The work done \( W \) is given by:
\[
W = F \cdot s
\]
Where:
- \( F = 1 \, \text{N} \)
- \( s = 1 \, \text{m} \)
Substituting the values:
\[
W = 1 \, \text{N} \cdot 1 \, \text{m} = 1 \, \text{J}
\]
Since the object starts from rest, the work done is equal to the kinetic energy gained:
\[
\frac{1}{2} mv^2 = W
\]
Substituting \( W = 1 \, \text{J} \) and \( m = 1 \, \text{kg} \):
\[
\frac{1}{2} \cdot 1 \cdot v^2 = 1
\]
Solving for \( v^2 \):
\[
v^2 = 2 \, \text{m}^2/\text{s}^2
\]
Thus, the final velocity \( v \) is:
\[
v = \sqrt{2} \, \text{m/s}
\]
Now, we can find the final momentum \( P_1 \):
\[
P_1 = mv = 1 \cdot \sqrt{2} = \sqrt{2} \, \text{kg m/s}
\]
### Step 3: Calculate the ratio \( \frac{P}{P_1} \)
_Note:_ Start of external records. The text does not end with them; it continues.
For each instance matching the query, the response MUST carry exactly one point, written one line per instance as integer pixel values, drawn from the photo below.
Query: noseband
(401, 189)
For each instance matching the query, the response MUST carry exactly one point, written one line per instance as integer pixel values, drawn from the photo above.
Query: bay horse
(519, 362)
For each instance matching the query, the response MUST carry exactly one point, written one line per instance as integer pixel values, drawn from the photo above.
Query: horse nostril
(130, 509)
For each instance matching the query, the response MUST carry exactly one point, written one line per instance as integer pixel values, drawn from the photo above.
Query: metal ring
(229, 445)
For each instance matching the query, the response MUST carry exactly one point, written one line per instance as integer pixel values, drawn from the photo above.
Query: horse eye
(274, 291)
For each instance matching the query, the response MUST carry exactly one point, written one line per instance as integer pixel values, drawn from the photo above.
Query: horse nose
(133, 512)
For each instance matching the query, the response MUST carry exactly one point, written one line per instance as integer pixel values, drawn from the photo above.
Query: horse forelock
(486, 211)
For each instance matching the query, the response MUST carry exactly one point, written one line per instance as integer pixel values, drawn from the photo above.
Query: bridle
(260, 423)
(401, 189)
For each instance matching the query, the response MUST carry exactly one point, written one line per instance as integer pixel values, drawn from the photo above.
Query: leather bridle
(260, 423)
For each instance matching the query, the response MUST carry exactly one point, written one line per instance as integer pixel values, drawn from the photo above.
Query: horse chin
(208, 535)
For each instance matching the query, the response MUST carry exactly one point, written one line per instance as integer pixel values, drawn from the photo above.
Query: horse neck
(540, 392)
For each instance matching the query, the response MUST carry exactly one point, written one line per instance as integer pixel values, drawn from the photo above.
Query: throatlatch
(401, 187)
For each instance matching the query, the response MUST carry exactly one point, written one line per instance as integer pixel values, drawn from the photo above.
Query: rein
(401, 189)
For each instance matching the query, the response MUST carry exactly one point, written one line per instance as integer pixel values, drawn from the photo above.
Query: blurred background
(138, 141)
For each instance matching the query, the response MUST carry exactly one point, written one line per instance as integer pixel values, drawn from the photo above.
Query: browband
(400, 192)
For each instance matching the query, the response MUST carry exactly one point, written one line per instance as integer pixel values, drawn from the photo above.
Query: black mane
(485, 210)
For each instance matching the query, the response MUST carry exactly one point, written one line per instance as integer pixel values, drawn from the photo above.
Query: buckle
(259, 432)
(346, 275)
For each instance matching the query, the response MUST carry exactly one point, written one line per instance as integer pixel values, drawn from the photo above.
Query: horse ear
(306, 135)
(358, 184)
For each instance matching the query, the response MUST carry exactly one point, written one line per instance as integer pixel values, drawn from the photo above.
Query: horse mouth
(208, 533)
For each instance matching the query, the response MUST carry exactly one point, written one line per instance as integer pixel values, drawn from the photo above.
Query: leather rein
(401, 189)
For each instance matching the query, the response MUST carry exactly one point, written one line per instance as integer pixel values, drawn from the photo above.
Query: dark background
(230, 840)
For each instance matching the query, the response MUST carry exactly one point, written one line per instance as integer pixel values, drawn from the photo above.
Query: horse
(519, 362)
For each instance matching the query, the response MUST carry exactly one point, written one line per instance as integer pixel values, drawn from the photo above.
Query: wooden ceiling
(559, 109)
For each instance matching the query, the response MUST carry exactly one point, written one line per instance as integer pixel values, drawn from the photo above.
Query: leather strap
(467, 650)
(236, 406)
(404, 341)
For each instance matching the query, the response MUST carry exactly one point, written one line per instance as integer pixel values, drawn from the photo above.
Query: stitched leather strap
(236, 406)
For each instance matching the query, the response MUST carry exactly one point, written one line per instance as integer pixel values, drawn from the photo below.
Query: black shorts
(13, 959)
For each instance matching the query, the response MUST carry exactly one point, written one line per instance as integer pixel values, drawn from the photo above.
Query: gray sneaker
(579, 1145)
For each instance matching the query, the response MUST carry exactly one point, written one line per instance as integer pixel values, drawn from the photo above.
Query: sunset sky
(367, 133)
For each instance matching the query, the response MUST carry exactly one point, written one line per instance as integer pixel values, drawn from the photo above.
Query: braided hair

Now, we can find the ratio of \( P \) to \( P_1 \):
\[
\frac{P}{P_1} = \frac{1 \, \text{kg m/s}}{\sqrt{2} \, \text{kg m/s}} = \frac{1}{\sqrt{2}}
\]
### Step 4: Simplify the ratio
To express the ratio in a more understandable form:
\[
\frac{P}{P_1} = \frac{1}{\sqrt{2}} = \frac{\sqrt{2}}{2}
\]
Thus, the ratio \( P : P_1 \) can be expressed as:
\[
1 : \sqrt{2}
\]
### Final Answer
The ratio of \( P \) to \( P_1 \) is \( 1 : \sqrt{2} \).